President Barack Obama, marking the fifth anniversary of Hurricane Katrina in New Orleans Sunday, praised the city's resilience and pledged support for rebuilding "until the job is done."
He acknowledged that the famed jazz city, where at least 1,500 people died in the storm and its aftermath, was still in need of support, but said community efforts had ensured "New Orleans is blossoming once more."
"Together, we are helping to make New Orleans a place that stands for what we can do in America, not just for what we can't do," he said in a speech at the city's Xavier University.
Obama acknowledged that the storm, which brought waves of water that overcame levees carrying homes and residents away, "was a natural disaster, but also a man made catastrophe, a shameful breakdown in government."
But he pledged that the region, struggling with the long-term effects of the tragedy, the economic downturn and, most recently the Gulf of Mexico oil spill, would be able to rely on the administration for support.
"My administration is going to stand with you -- and fight alongside you -- until the job is done," he told a cheering crowd.
Long famed for its rich music scene and its easy-going spirit, New Orleans was plunged into chaos on August 29, 2005 when torrents of water broke through barriers and gushed in.
Although 1.4 million residents and visitors were ordered to evacuate as the monster storm approached, many could not or would not and were left stranded.
A lack of preparation and bungled coordination forced residents to take shelter in attics, and then break through their roofs to escape rising water.
Footage of desperate Americans, waving signs reading "Help Us," horrified people at home and abroad. In the Lower Ninth Ward, the poorest part of the city, built in a basin and 99 percent black, bodies drifted lifelessly with the floodwater.
Many fled to the Superdome, the stadium where 10,000 people displaced by the hurricane had already sought refuge, but it too became cut off by the water.
And rescue services were overrun as the disaster that reached deep into neighboring Mississippi and Alabama unfolded, an entire region deprived of electricity, communications and drinking water.
Finally, the National Guard was deployed, and managed to restore a semblance of order, helping coordinate airlifts and bus evacuations that scattered survivors across the country.
Six days after disaster struck, the Superdome was finally emptied, but it took two months for the floodwaters to subside, and rescuers were still finding bodies more than six months later.
"New Orleans could have remained a symbol of destruction and decay; of a storm that came and the inadequate response that followed," Obama said Sunday.
"But it's a symbol of resilience, of community, of the fundamental responsibility we have for each other."
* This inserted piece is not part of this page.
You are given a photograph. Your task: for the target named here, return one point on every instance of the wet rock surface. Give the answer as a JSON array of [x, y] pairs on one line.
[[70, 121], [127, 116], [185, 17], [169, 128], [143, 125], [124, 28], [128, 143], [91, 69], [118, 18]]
Ahead of Obama's arrival, the White House touted its commitment to the region, citing efforts to "cut through red tape," and help families still in temporary shelters find more permanent homes.
The administration said it had provided grants to bolster the local justice and health care systems, set up programs to improve handling of emergencies and rebuilt 220 miles (350 kilometers) of levees to pre-Katrina standards.
But many in the city question why the levees are being rebuilt to specifications that failed when Katrina struck.
And five years on, whole neighborhoods in The Big Easy remain abandoned to rot and ruin.
In the lower Ninth Ward, grass and wild plants surround concrete foundation slabs -- stone memorials of the houses that were washed away.
Five years ago, Robert Green was stranded on his roof. He lost his mother and his granddaughter to the floodwaters as the house broke apart underneath his feet.
He now lives in a house built by actor Brad Pitt's Make it Right foundation.
He would like to see the city claim the homes of those who have yet to return, even if that means changing the character of his historic neighborhood.
"The bottom line of it is, we need families, we need young life, young blood," said Green. "We could sit around and wait 20 years for people to come back, or we could realize and say 'So what? I have a Hispanic neighbor, a Vietnamese neighbor,' we've got to open it up."